Vladimir Poutine est arrivée en Italie, une rencontre avec le pape est prévue

Valdimir Poutine est arrivée mercredi en Italie. Après sa visite de l'Expo 2015 à Milan, le président russe doit se rendre au Vatican pour y rencontrer le pape François.
07 août 2015, 15:30
Avec cette double visite, Vladimir Poutine tente de sortir de son isolement diplomatique.

Vladimir Poutine est arrivé mercredi à Milan. Le président russe a été accueilli par le chef du gouvernement italien Matteo Renzi, avant une rencontre à Rome avec le pape. Le maître du Kremlin se donne ainsi deux occasions de rompre son isolement diplomatique.

A l'aéroport de Milan, quelque 200 touristes, dont beaucoup agitaient des drapeaux russes, ont assisté à l'arrivée du chef d'Etat russe sur le sol italien. Vladimir Poutine était souriant.

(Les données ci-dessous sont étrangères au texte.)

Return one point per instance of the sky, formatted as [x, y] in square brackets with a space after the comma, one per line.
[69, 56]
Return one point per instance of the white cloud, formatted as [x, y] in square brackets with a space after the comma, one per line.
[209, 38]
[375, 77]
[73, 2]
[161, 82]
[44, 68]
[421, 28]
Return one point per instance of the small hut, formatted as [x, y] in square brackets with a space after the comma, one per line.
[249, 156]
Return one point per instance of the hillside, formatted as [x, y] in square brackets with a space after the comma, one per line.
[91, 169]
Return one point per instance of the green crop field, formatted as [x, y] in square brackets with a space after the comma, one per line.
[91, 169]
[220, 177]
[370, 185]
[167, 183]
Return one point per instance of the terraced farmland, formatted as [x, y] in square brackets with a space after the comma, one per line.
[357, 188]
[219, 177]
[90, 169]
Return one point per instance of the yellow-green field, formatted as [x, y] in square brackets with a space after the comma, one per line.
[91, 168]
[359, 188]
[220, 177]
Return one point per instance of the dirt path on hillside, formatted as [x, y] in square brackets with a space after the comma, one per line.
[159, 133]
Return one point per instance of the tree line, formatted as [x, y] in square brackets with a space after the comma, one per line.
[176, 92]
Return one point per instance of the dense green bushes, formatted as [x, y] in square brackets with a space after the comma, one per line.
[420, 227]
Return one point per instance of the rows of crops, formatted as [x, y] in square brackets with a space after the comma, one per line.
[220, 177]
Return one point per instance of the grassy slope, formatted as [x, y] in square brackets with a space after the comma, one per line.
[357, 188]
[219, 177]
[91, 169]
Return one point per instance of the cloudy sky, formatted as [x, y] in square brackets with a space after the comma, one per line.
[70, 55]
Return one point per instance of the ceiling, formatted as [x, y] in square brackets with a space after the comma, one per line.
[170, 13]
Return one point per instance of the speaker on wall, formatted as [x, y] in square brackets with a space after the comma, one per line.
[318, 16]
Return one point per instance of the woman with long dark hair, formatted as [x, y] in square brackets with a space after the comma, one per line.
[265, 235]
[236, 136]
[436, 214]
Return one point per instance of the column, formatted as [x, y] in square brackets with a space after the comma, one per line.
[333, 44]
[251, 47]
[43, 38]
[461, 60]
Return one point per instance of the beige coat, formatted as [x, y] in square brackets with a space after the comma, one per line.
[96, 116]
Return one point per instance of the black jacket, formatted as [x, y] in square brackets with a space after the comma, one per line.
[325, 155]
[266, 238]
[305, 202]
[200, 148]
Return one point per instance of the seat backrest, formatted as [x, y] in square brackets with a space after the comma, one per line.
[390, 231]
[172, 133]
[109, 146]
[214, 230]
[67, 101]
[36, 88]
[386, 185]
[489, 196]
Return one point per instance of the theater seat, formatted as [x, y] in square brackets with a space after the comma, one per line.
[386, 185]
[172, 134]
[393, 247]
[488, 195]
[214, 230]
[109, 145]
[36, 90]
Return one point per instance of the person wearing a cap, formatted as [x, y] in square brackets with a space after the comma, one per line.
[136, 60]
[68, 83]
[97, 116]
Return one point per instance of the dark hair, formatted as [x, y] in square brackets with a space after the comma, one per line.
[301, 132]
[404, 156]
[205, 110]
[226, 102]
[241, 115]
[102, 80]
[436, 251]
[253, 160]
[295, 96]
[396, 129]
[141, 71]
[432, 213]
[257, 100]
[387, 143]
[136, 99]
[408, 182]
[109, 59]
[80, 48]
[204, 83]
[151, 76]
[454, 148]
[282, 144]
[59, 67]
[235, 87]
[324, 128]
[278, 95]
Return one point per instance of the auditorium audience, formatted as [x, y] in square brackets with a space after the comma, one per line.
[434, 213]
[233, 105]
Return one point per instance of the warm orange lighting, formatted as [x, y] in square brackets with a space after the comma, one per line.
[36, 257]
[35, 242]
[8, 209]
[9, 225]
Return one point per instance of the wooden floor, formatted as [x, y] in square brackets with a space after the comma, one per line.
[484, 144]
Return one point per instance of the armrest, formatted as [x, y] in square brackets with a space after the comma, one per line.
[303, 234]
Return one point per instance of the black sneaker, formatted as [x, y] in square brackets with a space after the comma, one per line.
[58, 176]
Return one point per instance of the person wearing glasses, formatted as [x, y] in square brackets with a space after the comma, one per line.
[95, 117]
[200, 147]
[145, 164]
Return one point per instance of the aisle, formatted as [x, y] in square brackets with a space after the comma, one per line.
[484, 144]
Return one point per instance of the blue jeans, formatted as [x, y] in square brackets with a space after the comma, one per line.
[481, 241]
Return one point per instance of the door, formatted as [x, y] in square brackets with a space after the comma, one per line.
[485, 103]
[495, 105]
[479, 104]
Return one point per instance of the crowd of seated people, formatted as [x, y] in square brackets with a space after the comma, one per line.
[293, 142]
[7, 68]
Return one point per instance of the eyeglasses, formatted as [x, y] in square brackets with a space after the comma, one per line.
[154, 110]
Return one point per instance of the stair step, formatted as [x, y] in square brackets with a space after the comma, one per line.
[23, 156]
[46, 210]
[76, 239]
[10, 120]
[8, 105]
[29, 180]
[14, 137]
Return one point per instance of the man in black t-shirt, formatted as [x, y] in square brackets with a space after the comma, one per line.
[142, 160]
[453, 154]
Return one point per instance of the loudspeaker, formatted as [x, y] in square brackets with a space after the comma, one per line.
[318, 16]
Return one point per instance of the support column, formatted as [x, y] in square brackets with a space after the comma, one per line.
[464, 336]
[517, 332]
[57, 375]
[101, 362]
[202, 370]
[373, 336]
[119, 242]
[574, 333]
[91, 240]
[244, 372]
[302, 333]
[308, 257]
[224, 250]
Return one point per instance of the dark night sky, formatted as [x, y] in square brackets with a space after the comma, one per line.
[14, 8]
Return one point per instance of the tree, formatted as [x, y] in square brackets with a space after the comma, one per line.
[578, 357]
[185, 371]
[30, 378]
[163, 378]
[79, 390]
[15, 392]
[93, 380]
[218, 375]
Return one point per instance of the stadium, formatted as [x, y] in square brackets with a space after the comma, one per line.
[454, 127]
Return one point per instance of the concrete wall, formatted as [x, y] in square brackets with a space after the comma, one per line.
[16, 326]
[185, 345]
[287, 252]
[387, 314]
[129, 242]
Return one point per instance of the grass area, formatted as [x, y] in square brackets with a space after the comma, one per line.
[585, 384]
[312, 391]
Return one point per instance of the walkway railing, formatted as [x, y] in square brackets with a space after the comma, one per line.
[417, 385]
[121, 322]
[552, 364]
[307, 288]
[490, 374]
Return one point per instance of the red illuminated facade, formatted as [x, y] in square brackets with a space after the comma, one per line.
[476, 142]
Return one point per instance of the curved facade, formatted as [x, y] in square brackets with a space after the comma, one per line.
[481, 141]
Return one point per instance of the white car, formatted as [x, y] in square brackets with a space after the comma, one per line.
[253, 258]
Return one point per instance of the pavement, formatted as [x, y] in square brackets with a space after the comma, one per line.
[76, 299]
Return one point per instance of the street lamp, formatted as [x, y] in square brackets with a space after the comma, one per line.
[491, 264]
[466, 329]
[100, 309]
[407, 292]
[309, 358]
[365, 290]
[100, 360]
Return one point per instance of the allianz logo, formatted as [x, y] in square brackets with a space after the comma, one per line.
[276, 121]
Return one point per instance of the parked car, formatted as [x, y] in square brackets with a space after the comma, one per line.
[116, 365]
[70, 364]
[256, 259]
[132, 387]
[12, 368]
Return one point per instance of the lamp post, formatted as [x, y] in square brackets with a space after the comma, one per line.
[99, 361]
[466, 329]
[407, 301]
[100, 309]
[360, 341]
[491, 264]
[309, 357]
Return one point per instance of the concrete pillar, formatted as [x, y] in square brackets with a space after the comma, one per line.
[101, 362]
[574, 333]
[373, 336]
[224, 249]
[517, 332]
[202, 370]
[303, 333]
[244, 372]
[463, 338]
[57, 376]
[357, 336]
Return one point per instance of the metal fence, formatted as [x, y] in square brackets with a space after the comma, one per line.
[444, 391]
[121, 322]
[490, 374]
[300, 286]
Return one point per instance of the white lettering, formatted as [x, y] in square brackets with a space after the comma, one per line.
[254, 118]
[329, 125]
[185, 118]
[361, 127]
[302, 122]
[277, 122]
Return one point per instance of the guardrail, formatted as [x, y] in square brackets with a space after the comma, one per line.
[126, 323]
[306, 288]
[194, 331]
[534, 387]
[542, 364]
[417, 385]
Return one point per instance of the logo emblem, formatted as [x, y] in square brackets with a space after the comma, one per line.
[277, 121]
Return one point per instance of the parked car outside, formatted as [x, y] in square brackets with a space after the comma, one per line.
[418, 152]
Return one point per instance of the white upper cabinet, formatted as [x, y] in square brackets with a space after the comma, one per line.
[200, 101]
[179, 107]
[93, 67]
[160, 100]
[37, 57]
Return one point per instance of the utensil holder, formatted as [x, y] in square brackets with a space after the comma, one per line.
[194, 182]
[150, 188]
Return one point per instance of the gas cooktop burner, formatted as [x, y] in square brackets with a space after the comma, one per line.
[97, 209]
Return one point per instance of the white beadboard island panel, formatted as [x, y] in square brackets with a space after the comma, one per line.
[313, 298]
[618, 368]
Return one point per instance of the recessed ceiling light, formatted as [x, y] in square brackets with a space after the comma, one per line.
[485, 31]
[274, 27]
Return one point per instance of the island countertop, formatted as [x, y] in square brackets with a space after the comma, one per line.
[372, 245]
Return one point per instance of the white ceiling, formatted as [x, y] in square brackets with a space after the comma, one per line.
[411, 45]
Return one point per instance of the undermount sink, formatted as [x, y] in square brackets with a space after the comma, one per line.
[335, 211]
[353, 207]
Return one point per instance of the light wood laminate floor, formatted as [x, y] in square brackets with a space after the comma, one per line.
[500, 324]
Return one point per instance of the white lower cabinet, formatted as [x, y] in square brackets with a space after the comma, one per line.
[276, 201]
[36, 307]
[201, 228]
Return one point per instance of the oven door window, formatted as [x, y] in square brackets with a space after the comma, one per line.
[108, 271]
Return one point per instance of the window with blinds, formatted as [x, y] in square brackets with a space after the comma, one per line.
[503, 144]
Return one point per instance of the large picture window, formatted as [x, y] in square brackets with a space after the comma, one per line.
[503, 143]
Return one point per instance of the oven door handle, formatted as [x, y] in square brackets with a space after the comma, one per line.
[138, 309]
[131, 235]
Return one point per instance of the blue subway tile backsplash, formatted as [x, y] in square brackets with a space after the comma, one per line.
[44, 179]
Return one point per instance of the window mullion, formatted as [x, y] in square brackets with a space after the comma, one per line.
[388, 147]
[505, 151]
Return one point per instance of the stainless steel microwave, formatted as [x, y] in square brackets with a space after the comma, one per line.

Il a débarqué de l'avion avec près d'une heure de retard sur l'horaire prévu, obligeant le président du Conseil italien à patienter.

A Milan, le chef du Kremlin se rendra à l'Expo 2015. Il y visitera en compagnie de Matteo Renzi le pavillon de son pays, à l'occasion de la journée de la Russie à l'Expo, ainsi que celui de l'Italie. Ils auront ensuite un entretien avant de donner une conférence de presse commune.

Le chef d'Etat russe se présente dans la péninsule italienne deux jours à peine après de nouvelles menaces de sanctions renforcées de la part des pays du G7. La situation en Ukraine s'est à nouveau détériorée ces derniers jours, laissant craindre une nouvelle escalade.

Accords de Minsk

L'Italie ne fait pas partie des "faucons" en matière de relations avec la Russie. Toutefois, Matteo Renzi est un des signataires du sévère communiqué publié lundi à l'issue d'une réunion des dirigeants du G7 en Bavière.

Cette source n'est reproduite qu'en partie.